Pour sa part, le chef du parti Shas, le député Aryeh Deri, a dénoncé les appels des leaders de l’opposition et d’Herzog à engager le dialogue, les qualifiant de tentatives de faire capoter le projet de réforme du système judiciaire du gouvernement, qui est fermement soutenu par le Shas et le Premier ministre.
« Nous sommes ouverts à la discussion », a déclaré Deri au début de la réunion de sa faction à la Knesset. »Mais vous ne pouvez pas utiliser la discussion pour mettre un terme au processus que vous voulez arrêter », a-t-il ensuite ajouté.
Le ministre de la Justice, Yariv Levin, a balayé d’un revers de la main toutes les tentatives de ralentir le rythme effréné du projet de refonte du système judiciaire qu’il dirige.
Le projet prévoit de restreindre de manière importante la capacité de la Haute-cour à invalider des lois et des décisions gouvernementales avec l’adoption d’une clause dite « dérogatoire » qui permettrait au Parlement de surseoir aux décisions de la Cour suprême avec un vote à la majorité simple de 61 députés.
Ces propositions prévoient aussi de donner au gouvernement le contrôle total de la sélection des juges ; de faire disparaître la notion juridique du « caractère raisonnable » du code pénal israélien, une notion sur laquelle s’appuient les magistrats pour juger une législation ou une décision prise par la coalition et elles prévoient également que les ministres seront autorisés à nommer leurs propres conseillers juridiques au lieu de devoir faire appel à ceux qui opèrent sous les auspices du ministère de la Justice.
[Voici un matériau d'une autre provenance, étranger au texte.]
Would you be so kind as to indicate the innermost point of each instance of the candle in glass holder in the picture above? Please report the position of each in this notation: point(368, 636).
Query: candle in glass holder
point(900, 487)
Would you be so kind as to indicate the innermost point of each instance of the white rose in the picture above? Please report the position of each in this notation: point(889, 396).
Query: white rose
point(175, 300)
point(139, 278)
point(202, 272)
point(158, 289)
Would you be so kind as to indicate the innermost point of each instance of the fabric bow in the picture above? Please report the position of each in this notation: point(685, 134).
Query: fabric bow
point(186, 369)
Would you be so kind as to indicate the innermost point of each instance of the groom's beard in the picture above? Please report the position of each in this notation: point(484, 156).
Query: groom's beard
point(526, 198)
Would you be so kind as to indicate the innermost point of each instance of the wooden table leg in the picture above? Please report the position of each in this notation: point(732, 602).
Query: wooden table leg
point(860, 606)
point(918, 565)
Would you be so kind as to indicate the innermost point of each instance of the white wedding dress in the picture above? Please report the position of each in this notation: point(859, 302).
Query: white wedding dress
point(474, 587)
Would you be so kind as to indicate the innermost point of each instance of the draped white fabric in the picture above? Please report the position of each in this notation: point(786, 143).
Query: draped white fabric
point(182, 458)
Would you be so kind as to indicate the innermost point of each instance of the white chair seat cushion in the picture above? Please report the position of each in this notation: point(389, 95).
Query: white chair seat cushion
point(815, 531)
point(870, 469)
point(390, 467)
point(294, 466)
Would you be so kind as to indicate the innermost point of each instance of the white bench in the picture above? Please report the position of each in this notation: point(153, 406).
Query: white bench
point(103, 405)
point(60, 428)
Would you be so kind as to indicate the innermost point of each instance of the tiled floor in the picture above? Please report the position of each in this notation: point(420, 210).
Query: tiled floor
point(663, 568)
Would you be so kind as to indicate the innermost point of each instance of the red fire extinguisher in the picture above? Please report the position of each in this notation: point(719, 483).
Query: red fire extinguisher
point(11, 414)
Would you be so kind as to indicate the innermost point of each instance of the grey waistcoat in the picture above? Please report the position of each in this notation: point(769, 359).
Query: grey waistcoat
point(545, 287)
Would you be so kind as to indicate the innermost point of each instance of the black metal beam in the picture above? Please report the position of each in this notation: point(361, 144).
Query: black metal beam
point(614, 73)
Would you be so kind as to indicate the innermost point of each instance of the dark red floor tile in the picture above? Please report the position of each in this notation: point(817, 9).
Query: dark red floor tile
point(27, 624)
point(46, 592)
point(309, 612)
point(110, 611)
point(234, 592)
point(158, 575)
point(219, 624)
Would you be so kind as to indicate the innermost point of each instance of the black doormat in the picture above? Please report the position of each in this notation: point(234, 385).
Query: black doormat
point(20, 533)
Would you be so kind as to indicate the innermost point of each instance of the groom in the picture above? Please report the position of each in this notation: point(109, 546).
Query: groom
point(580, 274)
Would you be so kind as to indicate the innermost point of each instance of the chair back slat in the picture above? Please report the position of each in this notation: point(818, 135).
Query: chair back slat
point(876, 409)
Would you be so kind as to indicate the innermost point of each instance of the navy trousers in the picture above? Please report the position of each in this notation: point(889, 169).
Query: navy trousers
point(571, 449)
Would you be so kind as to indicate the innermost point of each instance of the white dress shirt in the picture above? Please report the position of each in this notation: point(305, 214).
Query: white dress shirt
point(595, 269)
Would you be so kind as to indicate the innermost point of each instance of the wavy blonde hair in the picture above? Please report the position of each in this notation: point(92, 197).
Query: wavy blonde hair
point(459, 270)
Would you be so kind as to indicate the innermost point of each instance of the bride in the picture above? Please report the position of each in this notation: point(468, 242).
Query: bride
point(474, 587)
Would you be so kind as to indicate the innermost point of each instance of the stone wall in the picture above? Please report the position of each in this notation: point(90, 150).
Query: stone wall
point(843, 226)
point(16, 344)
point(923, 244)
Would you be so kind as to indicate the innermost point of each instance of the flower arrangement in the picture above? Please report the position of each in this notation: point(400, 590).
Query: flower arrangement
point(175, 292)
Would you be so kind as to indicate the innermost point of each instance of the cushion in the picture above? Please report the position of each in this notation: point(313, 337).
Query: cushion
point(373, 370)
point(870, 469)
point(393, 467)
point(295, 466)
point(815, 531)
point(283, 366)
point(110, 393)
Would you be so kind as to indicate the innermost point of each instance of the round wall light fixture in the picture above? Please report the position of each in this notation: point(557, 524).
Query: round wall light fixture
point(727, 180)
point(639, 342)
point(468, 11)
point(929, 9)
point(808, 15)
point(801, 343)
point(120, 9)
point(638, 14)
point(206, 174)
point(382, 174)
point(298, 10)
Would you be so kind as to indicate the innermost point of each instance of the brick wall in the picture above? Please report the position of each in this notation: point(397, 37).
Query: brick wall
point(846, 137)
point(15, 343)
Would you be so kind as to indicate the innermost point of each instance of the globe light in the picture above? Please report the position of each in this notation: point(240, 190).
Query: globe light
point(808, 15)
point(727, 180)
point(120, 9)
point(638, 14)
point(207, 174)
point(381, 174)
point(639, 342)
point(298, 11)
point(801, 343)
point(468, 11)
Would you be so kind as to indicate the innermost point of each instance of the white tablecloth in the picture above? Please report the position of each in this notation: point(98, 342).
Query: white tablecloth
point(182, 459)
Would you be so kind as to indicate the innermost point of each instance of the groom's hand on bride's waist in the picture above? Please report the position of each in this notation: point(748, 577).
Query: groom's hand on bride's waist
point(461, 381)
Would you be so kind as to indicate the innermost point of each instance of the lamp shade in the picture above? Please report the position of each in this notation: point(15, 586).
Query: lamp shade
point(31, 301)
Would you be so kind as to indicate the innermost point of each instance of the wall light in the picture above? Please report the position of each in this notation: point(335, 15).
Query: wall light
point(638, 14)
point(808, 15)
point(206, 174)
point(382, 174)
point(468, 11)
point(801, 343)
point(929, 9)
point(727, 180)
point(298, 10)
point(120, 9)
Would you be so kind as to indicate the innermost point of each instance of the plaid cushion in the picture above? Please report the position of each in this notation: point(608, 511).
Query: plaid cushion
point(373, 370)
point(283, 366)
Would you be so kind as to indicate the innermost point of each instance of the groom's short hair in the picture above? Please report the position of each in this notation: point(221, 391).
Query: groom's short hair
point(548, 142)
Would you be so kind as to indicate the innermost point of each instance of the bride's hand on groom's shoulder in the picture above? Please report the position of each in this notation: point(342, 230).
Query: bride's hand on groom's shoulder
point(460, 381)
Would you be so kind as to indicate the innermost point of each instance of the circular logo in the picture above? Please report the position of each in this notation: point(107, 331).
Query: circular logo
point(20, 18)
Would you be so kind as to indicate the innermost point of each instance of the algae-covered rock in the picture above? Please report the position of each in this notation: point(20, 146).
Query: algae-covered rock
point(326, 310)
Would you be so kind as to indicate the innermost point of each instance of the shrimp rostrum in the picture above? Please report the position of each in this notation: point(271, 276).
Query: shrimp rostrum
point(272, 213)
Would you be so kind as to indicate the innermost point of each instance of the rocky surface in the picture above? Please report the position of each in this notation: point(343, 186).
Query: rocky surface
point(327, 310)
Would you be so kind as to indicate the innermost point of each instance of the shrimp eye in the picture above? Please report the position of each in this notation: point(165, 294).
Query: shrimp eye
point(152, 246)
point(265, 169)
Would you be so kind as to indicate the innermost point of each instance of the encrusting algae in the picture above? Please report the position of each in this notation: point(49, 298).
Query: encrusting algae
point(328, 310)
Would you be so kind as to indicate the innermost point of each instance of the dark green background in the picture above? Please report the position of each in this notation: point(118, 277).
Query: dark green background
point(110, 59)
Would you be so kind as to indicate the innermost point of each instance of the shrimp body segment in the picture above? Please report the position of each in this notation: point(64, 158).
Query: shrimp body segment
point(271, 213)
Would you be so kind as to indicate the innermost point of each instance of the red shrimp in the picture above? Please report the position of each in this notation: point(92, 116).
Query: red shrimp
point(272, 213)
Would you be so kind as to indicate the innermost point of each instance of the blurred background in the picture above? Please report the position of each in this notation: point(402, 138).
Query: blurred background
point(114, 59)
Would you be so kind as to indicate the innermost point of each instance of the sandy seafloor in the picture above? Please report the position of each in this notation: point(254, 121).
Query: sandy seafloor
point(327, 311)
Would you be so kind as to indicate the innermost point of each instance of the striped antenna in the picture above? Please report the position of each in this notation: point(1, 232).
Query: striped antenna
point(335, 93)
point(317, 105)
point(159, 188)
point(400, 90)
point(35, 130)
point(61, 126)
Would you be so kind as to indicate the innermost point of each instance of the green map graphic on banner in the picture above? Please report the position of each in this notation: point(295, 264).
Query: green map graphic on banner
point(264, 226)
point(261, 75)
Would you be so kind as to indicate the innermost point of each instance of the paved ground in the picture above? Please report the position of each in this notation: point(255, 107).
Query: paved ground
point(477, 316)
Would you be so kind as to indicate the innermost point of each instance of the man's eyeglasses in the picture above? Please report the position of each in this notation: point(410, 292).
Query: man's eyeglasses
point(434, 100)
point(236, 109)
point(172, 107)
Le plan a suscité des critiques intenses et des avertissements de la part des plus éminents experts, ainsi que des manifestations massives et des pétitions publiques lancées par des officiels variés, des professionnels et des entreprises privées, qui ont tous averti que ces réformes porteront atteinte à la démocratie et à l’économie.
Alors que les protestations s’intensifient, une minorité de voix ont appelé à la violence contre Netanyahu et ont été condamnées par l’ensemble de l’échiquier politique.
Deri a ajouté son propre appel à « déraciner » ces phénomènes. « Toute personne qui lance un tel appel devrait savoir qu’elle est un paria de la société », a déclaré Deri.
Netanyahu, quant à lui, a déclaré aux membres de son parti, le Likud, que Herzog l’avait approché pour suspendre le projet controversé de réforme judiciaire du gouvernement, mais qu’il lui avait dit de s’entretenir avec Levin.
Les commentaires de Netanyahu ont été faits lors d’une réunion à huis clos de son parti, et cités par plusieurs médias israéliens.
Netanyahu a affirmé que c’est Levin qui est à l’origine du projet de réforme. « Il a imaginé, préparé et fait passer le projet de loi. »
Les détracteurs, dont Herzog, affirment que la réforme portera atteinte à la démocratie israélienne, tandis que les partisans affirment qu’elle rétablira l’équilibre entre les branches du gouvernement.
La semaine dernière, la procureure générale Gali Baharav-Miara avait informé Netanyahu qu’il ne pouvait pas être impliqué dans les efforts de son gouvernement pour remanier radicalement le système judiciaire, car il est en conflit d’intérêts en raison de son procès pour corruption en cours.